= Ibantu =

District in Oromia Region, Ethiopia

Ibantu is one of woredas in the Oromia Region of Ethiopia. Part of the East Welega Zone, Ibantu is bordered on the south by Limmu, on the west and north by the Benishangul-Gumuz Region, and on the east by Gida Kiremu. The administrative center of this woreda is Hinde.

== Overview ==
Important peaks in this district include Mount Charem and Mount Atebala. Rivers include the Moger, Welmel and Boye. Notable attractions include the Tarbi Cave and mount and Shara Falls. A survey of the land in this woreda shows that 64.4% is arable or cultivable, 10.7% pasture, 16.6% forest, and the remaining 8.3% are grouped under other uses. Coffee is an important cash crop of this woreda. Over 50 square kilometers are planted with this crop.
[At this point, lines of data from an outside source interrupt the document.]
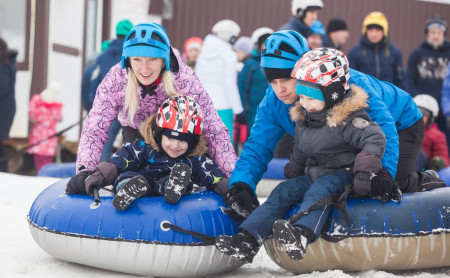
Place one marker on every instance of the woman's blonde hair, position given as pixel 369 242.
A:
pixel 131 97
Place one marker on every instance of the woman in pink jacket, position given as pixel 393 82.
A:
pixel 44 110
pixel 148 74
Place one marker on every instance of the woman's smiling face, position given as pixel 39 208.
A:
pixel 146 69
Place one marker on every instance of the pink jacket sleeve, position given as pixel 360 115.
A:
pixel 216 134
pixel 107 103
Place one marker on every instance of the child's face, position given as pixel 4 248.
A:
pixel 284 89
pixel 374 35
pixel 314 41
pixel 312 104
pixel 173 147
pixel 146 69
pixel 310 17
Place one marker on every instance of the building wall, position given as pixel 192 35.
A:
pixel 406 17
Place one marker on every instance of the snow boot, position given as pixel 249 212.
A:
pixel 295 239
pixel 242 246
pixel 134 188
pixel 179 179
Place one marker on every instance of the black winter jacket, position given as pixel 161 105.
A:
pixel 330 140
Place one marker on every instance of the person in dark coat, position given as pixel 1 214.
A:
pixel 375 55
pixel 427 67
pixel 336 143
pixel 337 33
pixel 304 13
pixel 167 161
pixel 7 97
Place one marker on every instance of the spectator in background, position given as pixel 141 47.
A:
pixel 216 68
pixel 337 33
pixel 87 98
pixel 243 48
pixel 44 111
pixel 103 64
pixel 434 142
pixel 7 97
pixel 304 13
pixel 191 50
pixel 427 66
pixel 316 35
pixel 445 103
pixel 252 82
pixel 375 55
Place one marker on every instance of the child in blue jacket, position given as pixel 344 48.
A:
pixel 167 162
pixel 336 143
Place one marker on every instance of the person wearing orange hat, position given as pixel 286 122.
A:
pixel 375 55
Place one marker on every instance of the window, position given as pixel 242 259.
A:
pixel 15 28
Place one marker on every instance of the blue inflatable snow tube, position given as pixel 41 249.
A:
pixel 73 214
pixel 58 170
pixel 444 174
pixel 76 229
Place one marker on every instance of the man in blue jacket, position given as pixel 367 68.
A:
pixel 392 108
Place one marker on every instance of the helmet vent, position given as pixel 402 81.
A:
pixel 287 48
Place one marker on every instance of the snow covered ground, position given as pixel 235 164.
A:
pixel 21 257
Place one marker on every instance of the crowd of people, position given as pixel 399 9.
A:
pixel 217 114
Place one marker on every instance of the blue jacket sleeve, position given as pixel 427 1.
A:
pixel 243 80
pixel 259 148
pixel 379 113
pixel 445 102
pixel 412 74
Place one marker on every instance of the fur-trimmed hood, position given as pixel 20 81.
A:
pixel 149 125
pixel 355 100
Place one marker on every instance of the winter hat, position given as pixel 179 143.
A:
pixel 51 93
pixel 323 74
pixel 192 43
pixel 436 22
pixel 244 44
pixel 375 20
pixel 123 27
pixel 105 44
pixel 336 24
Industry in the district includes one grain mill. Extracted minerals include gold, granite and clay. There were 11 Farmers Associations. Ibantu has 30 kilometers of dry weather road and no all-weather road, for an average of road density of 32.3 kilometers per 1000 square kilometers. Since the completion of Hinde's water supply project in 1998, 6.2% of the total population has access to drinking water.

This district was selected by the Ministry of Agriculture and Rural Development in 2004 as one of several areas for voluntary resettlement for farmers from overpopulated areas in the East Welega Zone. Together with Amuru Jarte, Bila Seyo, Gida Kiremu, Jimma Arjo, Limmu and Nunu Kumba, Ibantu became the new home for a total of 22,462 heads of households and 112,310 total family members.

== Demographics ==
The 2007 national census reported a total population for this district of 36,280, of whom 18,154 were men and 18,126 were women; 2,789 or 7.69% of its population were urban dwellers. The majority of the inhabitants observed Protestantism, with 79.95% reporting that as their religion, while 17.26% observed Ethiopian Orthodox Christianity.
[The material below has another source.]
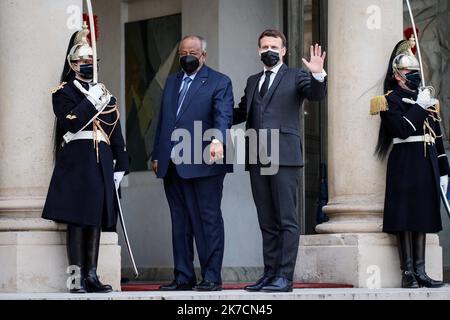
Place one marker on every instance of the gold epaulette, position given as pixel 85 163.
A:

Based on figures published by the Central Statistical Agency in 2005, this district has an estimated total population of 35,302, of whom 17,969 are men and 17,333 are women; 2,619 or 7.42% of its population are urban dwellers, which is greater than the Zone average of 13.9%. With an estimated area of 928.91 square kilometers, Ibantu has an estimated population density of 38 people per square kilometer, which is less than the Zone average of 81.4.

The 1994 national census reported a total population for this district of 25,252, of whom 12,454 were men and 12,798 women; 1,466 or 5.81% of its population were urban dwellers at the time. The two largest ethnic groups reported in Ibantu were the Oromo (98.52%), and the Amhara (1.12%); all other ethnic groups made up 1.17% of the population. Oromiffa was spoken as a first language by 99.34%. The majority of the inhabitants were Ethiopian Orthodox Christianity, with 79.07% of the population reporting they observed this belief, while 20.76% of the population said they were Protestant.